16 Nov The celebrated stock option: A Holy Grail for tech?
Madison, Wis. – The stock option is the Holy Grail for an employee in a technology company, carrying the promise of future millions. They can also be great for tech employers, who use them to attract and retain top-notch talent.
But unless you’re well versed in the vernacular of employee compensation, you might wonder exactly what a stock option is. In this column, I will offer an introduction to the stock option, as well as some of the more common alternatives to this popular benefit. Future columns will explore these forms of equity compensation in detail. This information with be useful to executives as they attempt to implement a company plan or, if you are an employee, negotiate the best deal for yourself.
So, what is a stock option? Simply, a stock option is a right to purchase stock at some point in the future. Stock options can be grouped into two general categories: (a) “qualified” or “statutory” stock options and (b) all other options, sometimes referred to as “nonstatutory” or “nonqualified” stock options (NSOs).
Of the two categories of stock options, NSOs are the classic type. NSOs come with few restrictions (although employers must be careful to abide by securities laws and the rules applying to deferred compensation). Generally, an employee who is granted an NSO will pay income tax on the difference between the option exercise price and the fair market value of the stock at the time the option is exercised.
For example, if you have an option to purchase 100 shares of stock for $10/share, but the stock is worth $100/share when you exercise it, you will owe income tax on $90/share when you exercise the option. That is, you will owe tax on $9,000. Moreover, this amount is recognized not as capital gain but as ordinary income. Thus, the NSO has two principal drawbacks: you will owe tax when you exercise the option, and it must be paid at ordinary income tax rates.

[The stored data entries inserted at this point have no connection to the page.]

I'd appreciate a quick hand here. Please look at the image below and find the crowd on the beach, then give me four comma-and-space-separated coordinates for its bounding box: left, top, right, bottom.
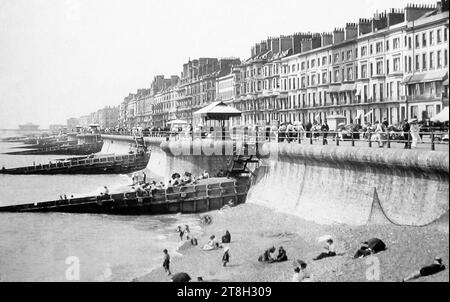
162, 228, 446, 282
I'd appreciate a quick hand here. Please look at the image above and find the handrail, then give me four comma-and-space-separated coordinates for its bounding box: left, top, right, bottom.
105, 128, 449, 151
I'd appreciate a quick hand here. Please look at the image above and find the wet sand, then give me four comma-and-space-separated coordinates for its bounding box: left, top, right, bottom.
138, 203, 449, 282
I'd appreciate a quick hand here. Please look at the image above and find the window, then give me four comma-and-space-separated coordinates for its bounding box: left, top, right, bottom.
341, 52, 345, 61
334, 69, 339, 82
437, 29, 442, 43
347, 50, 352, 60
422, 33, 427, 47
361, 64, 367, 78
429, 52, 434, 69
322, 72, 327, 84
386, 40, 390, 51
370, 63, 373, 77
415, 55, 420, 71
430, 31, 434, 45
311, 75, 316, 86
393, 38, 400, 49
445, 49, 448, 67
334, 53, 339, 63
422, 53, 427, 70
376, 61, 383, 75
361, 46, 367, 57
301, 62, 305, 70
347, 67, 353, 81
376, 42, 383, 53
445, 28, 448, 42
393, 57, 400, 72
437, 50, 442, 67
415, 34, 420, 48
370, 44, 373, 55
408, 37, 412, 49
311, 59, 315, 68
322, 56, 327, 65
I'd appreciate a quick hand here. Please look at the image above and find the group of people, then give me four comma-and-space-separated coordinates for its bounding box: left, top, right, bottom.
258, 246, 288, 263
162, 228, 445, 282
271, 121, 329, 143
362, 117, 423, 149
168, 170, 210, 189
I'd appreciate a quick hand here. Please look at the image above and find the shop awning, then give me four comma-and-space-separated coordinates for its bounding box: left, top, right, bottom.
443, 79, 449, 86
340, 83, 356, 92
431, 107, 449, 122
327, 85, 341, 93
402, 70, 448, 85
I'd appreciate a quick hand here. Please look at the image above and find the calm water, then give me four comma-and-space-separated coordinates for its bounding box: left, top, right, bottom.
0, 130, 200, 282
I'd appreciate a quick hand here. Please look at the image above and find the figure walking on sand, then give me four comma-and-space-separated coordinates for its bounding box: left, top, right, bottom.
163, 249, 171, 276
222, 246, 230, 267
176, 226, 184, 241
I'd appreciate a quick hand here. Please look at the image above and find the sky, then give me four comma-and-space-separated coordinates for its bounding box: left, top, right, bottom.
0, 0, 439, 129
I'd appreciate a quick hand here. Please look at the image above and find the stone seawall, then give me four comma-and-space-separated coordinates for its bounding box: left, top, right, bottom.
101, 135, 449, 226
248, 143, 449, 226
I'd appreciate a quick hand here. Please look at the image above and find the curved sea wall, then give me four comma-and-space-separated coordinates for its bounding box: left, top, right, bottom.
247, 143, 449, 226
101, 135, 449, 226
101, 135, 231, 180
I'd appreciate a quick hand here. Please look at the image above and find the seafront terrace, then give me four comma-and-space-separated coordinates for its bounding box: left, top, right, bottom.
103, 129, 449, 152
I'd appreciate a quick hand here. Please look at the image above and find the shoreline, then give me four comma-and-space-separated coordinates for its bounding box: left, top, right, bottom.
137, 203, 449, 282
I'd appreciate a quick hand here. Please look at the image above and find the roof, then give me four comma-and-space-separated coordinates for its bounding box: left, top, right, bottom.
193, 101, 242, 120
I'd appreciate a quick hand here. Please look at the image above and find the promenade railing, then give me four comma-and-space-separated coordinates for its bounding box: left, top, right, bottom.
103, 128, 449, 151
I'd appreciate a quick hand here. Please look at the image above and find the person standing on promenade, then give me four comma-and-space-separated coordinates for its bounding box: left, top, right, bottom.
402, 119, 410, 149
321, 121, 329, 145
403, 257, 445, 282
222, 246, 230, 267
142, 172, 146, 184
163, 249, 172, 276
410, 118, 421, 148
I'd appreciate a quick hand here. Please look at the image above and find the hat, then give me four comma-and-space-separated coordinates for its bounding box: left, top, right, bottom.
435, 256, 442, 263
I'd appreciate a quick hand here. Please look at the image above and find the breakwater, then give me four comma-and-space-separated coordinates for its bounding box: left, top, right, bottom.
102, 135, 449, 226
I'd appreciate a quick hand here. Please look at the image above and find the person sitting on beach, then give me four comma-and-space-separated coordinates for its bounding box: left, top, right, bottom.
203, 235, 219, 251
353, 238, 386, 258
221, 230, 231, 244
276, 246, 288, 262
403, 257, 446, 282
222, 246, 230, 267
258, 247, 276, 263
313, 239, 336, 261
292, 261, 313, 282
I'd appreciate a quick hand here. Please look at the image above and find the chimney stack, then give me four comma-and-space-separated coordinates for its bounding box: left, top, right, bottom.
358, 18, 372, 35
345, 23, 358, 40
387, 8, 405, 26
333, 28, 345, 44
372, 11, 388, 31
292, 32, 313, 54
404, 3, 436, 21
321, 32, 333, 47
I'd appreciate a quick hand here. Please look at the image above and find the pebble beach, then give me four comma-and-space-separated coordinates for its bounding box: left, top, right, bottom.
138, 203, 449, 282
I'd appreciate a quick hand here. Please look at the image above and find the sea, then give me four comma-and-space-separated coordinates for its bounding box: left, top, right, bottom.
0, 130, 201, 282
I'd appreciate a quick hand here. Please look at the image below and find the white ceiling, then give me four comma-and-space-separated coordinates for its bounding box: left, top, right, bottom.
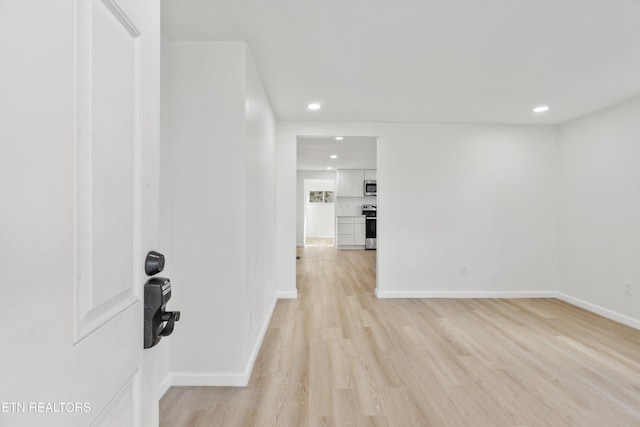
297, 136, 377, 171
162, 0, 640, 125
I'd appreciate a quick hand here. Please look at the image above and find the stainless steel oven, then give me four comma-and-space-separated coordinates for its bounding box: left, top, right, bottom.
362, 204, 376, 250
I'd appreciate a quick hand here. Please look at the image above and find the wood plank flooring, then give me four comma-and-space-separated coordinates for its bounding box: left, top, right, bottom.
160, 246, 640, 426
304, 237, 334, 247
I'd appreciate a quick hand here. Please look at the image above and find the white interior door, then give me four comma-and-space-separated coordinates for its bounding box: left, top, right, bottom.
0, 1, 160, 426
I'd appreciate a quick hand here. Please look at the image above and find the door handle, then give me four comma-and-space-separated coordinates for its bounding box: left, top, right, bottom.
160, 311, 181, 337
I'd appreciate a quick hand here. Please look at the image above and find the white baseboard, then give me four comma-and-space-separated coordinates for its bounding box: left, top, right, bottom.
276, 290, 297, 299
165, 290, 639, 391
159, 374, 171, 398
556, 292, 640, 330
375, 289, 640, 331
171, 372, 248, 387
375, 290, 557, 299
242, 296, 278, 385
167, 294, 285, 388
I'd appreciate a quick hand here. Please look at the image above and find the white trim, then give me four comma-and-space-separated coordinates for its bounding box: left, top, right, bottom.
99, 0, 141, 37
375, 290, 557, 299
242, 297, 278, 385
276, 290, 298, 299
169, 296, 281, 387
159, 374, 171, 398
375, 289, 640, 331
92, 370, 141, 426
171, 372, 248, 387
556, 292, 640, 330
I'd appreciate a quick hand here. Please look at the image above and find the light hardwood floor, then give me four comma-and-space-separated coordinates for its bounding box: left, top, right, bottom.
304, 237, 335, 247
160, 246, 640, 426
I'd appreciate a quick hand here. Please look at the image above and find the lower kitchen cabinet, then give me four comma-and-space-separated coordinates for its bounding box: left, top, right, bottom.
354, 218, 365, 245
337, 234, 355, 246
336, 216, 365, 249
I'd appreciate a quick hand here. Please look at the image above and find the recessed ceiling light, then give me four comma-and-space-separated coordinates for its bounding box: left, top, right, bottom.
533, 105, 550, 113
307, 103, 321, 110
326, 166, 332, 170
335, 136, 344, 140
330, 155, 338, 159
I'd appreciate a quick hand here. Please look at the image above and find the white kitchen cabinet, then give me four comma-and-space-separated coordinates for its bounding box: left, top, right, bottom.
337, 217, 355, 223
337, 234, 355, 246
337, 217, 354, 237
337, 169, 365, 197
336, 216, 366, 249
364, 169, 377, 181
337, 223, 354, 235
355, 218, 366, 245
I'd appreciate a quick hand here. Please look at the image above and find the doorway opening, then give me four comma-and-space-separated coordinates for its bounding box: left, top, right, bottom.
296, 135, 378, 294
303, 179, 335, 247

The statutory (or qualified) stock option addresses some of these concerns. It is just what it sounds like: a stock option permitted under a statute. In this case, we are talking about the Internal Revenue Code. The most common statutory stock option is the incentive stock option (ISO), which solves NSO drawbacks described above. ISOs are quite popular because, if structured correctly, the tax benefits to the employee are significant.
To use the same example as above, if you had an ISO with the same values, you would pay no tax when you exercised the option, and when you later sold the stock purchased with the ISO, you would pay long-term capital gains tax rates, not ordinary income tax rates. Of course, to get those benefits, you must satisfy a long list of statutory requirements, which I’ll cover in a future column.

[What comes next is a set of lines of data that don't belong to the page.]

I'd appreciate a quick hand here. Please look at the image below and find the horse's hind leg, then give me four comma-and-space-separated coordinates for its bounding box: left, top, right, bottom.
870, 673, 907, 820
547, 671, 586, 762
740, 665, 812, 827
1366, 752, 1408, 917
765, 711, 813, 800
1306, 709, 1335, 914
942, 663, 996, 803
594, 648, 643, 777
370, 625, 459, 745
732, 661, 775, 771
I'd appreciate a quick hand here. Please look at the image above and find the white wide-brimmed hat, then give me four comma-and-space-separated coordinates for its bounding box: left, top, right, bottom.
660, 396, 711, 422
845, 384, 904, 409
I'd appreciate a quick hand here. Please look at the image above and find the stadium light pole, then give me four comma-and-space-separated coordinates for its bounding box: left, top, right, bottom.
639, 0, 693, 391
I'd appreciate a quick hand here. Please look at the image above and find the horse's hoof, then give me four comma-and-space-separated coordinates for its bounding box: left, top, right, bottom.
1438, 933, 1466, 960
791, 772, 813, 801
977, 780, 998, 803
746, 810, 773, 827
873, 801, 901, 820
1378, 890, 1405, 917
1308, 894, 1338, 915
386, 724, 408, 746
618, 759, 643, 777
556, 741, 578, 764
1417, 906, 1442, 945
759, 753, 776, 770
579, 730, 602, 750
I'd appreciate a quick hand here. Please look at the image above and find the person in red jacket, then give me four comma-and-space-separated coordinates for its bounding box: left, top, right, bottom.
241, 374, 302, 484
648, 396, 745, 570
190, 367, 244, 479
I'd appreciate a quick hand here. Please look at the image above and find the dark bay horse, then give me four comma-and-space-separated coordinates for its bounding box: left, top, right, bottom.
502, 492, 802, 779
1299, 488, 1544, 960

Often, when companies and employees speak of stock options, they might actually be talking about other types of compensation that look and feel a lot like stock options. These plans are often considered because the company owners might not like the idea of giving up stock ownership to employees. Here are some of the stock option alternatives I’ll explore in future columns:
• Restricted Stock – Similar to the stock option, but the employee only gets the right to purchase restricted stock, usually designed to keep the employee at the company.
• Stock Appreciation Rights (SARs) – Instead of an option to purchase stock, the employee only gets a benefit based on the appreciation of the company’s stock over a period of time.
• Phantom Stock – Similar to SARs, a phantom stock plan mirrors the value of the company’s stock over time, providing a benefit to the employee if the stock appreciates.
• Straight Stock Purchases – A company can simply sell its stock to an employee, which can provide a company with more flexibility than the statutory alternatives.
• Employee Stock Ownership Plans (ESOPs) – Not often found in start-up companies, these Employee Retirement Income Security Act (ERISA) plans are designed to transfer ownership of a company to the employees in a more structured and universal way.
In the next few columns, I will look at several of these alternatives in more detail and, hopefully, provide a bit of insight into these popular plans.